Pourquoi tant de traitements contre la démence échouent-ils ? Interroger les modèles murins d’accumulation de tau


Une femme âgée vraisemblablement atteinte de démence, tenant la main d'un soignant, avec des molécules tau ajoutées.
Une étude récente suggère que les modèles murins de démence couramment utilisés ne capturent pas la pathologie de la maladie à un stade avancé. (Images : Adobe Stock. Illustration : Sebastian Stankiewicz, Boston Children’s)

À ce jour, la recherche de traitements efficaces contre la démence n’a donné que des déceptions. De nombreux médicaments candidats récents ciblent la protéine tau, qui s’agrège et forme des enchevêtrements dans les tissus cérébraux des patients et est impliquée dans 75 % de toutes les démences. Alors que les médicaments ciblant tau semblaient prometteurs dans les modèles de souris, ils ont échoué dans les essais cliniques.

Une étude récente menée par Kathrin Wenger, étudiante au doctorat dans le laboratoire de Judith Steen, PhD, à Boston Children’s, suggère une raison : les modèles de souris disponibles à base de tau ne correspondent pas bien à la pathologie tau chez l’homme symptomatique à un stade avancé. démence.

“Nous ne pensons pas que ces souris soient les bons modèles”, déclare Wenger.

Suivi de la dynamique tau

Des recherches antérieures au Steen Lab, qui fait partie du centre de neurobiologie FM Kirby, ont révélé que la protéine tau change au cours de la maladie d’Alzheimer à mesure qu’elle est modifiée chimiquement. Dans la nouvelle étude, Wenger et ses collègues ont analysé le tau sous sa forme agrégée dans des échantillons de cerveau provenant des deux modèles de souris les plus courants. Appelés P301S et P301L, ces modèles sont basés sur des mutations génétiques de tau identifiées chez des patients atteints de démence frontotemporale.

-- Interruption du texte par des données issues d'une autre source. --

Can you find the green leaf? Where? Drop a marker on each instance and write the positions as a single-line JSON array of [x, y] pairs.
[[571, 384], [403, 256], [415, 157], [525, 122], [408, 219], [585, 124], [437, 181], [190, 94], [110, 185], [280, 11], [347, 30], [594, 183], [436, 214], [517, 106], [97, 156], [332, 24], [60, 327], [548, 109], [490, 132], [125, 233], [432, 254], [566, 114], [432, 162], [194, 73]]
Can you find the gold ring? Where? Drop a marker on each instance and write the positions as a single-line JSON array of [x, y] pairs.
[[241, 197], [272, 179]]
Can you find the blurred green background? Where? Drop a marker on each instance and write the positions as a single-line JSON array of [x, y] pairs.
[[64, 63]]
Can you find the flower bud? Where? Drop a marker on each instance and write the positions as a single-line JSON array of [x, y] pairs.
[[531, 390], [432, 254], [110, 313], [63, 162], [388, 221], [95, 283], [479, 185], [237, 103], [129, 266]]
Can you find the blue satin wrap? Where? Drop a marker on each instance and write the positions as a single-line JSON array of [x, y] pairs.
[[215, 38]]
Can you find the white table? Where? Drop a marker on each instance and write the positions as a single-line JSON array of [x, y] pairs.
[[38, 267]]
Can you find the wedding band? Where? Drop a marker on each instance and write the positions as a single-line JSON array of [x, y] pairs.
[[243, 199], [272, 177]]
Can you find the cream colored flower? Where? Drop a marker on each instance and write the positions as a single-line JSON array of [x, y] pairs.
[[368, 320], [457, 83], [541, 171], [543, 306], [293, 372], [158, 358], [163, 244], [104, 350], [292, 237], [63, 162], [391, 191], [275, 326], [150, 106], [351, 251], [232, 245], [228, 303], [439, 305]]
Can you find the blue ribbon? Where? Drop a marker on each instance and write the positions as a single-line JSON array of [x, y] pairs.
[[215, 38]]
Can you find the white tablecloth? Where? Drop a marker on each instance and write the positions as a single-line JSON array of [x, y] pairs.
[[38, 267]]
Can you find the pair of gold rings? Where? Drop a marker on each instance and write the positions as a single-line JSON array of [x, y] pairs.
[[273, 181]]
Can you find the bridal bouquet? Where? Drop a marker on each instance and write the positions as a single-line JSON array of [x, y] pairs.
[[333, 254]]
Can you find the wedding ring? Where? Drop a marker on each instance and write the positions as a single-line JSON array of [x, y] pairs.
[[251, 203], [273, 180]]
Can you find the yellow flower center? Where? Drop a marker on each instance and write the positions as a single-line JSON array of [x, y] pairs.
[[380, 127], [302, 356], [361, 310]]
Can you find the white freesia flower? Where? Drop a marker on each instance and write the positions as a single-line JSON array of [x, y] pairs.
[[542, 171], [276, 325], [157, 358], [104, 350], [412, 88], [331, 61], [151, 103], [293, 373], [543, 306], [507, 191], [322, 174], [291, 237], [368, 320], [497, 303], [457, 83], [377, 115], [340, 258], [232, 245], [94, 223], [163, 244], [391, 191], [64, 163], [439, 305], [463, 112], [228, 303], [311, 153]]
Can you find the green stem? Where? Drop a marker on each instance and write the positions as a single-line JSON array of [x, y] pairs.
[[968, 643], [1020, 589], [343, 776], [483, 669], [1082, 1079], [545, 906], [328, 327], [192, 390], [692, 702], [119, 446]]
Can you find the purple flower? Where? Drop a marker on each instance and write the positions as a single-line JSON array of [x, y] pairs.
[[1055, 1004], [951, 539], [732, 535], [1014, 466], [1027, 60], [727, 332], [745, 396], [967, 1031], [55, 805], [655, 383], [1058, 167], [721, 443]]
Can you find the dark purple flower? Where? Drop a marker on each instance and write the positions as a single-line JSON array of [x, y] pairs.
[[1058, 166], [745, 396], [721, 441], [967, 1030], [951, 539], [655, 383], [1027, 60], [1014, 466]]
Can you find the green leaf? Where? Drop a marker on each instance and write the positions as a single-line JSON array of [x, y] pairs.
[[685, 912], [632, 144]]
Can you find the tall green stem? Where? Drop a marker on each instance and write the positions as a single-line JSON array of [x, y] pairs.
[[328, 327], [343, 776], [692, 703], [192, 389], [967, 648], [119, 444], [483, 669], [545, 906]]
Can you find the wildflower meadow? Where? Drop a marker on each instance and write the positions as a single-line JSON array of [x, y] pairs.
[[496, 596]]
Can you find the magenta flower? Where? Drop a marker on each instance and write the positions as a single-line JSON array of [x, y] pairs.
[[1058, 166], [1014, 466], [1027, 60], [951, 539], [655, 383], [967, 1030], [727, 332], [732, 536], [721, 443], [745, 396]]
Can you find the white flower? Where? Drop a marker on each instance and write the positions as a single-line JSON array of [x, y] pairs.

En collaboration avec le Proteomics Center du Boston Children’s, Wenger a systématiquement cartographié les modifications de la protéine tau à différents stades de la maladie, puis a comparé les résultats à des échantillons de tau provenant de personnes atteintes de la maladie d’Alzheimer et de personnes atteintes de démence et de mutations P301L.

“Nous avons adopté une approche impartiale avec la protéomique quantitative, en examinant toutes les modifications chimiques possibles de tau au fil du temps, et les avons quantifiées”, explique Wenger. « Nous sommes le seul groupe disposant de la technologie permettant de quantifier de manière exhaustive les modifications d’une protéine donnée. D’autres groupes se concentrent sur une ou deux modifications chimiques précédemment soupçonnées de jouer un rôle dans la maladie, et ne sont pas en mesure de quantifier ces modifications.

Grâce à des expériences méticuleuses, l’équipe Steen a montré que, dans les deux modèles de souris, le processus chimique de phosphorylation entraîne l’accumulation de tau. La même chose était vraie chez les personnes atteintes de la maladie d’Alzheimer à un stade précoce ou de démence avec des mutations tau P301L. Cependant, dans la maladie humaine symptomatique et la maladie d’Alzheimer humaine à un stade avancé, l’ubiquitination et l’acétylation de tau sont importantes, et celles-ci n’étaient pas représentées dans les modèles murins.

De meilleurs modèles de démence sont nécessaires

L’équipe conclut que les modèles de souris peuvent être adaptés pour tester des médicaments destinés à intervenir dans les premiers stades pré-symptomatiques de la démence, lorsque la phosphorylation est la principale modification de tau, mais pas dans la maladie symptomatique ou à un stade ultérieur.

Steen note également que de meilleurs modèles sont nécessaires pour tenir compte de facteurs tels que le mode de vie, la génétique, l’environnement, les comorbidités telles que le diabète et les infections qui peuvent contribuer à la démence humaine – en particulier la maladie d’Alzheimer non familiale, qui représente plus de 90 % de tous les cas. Cas de la maladie d’Alzheimer.

“Nous élevons des souris dans des conditions optimales, avec une alimentation saine et sans facteurs de stress ni infections”, déclare Steen. « Mais la maladie d’Alzheimer humaine est le produit de multiples agressions biologiques au cours d’une vie. Nous avons besoin d’un modèle qui reflète les insultes que les gens subissent tout au long de leur vie.

Visitez le centre de neurobiologie FM Kirby du Boston Children’s.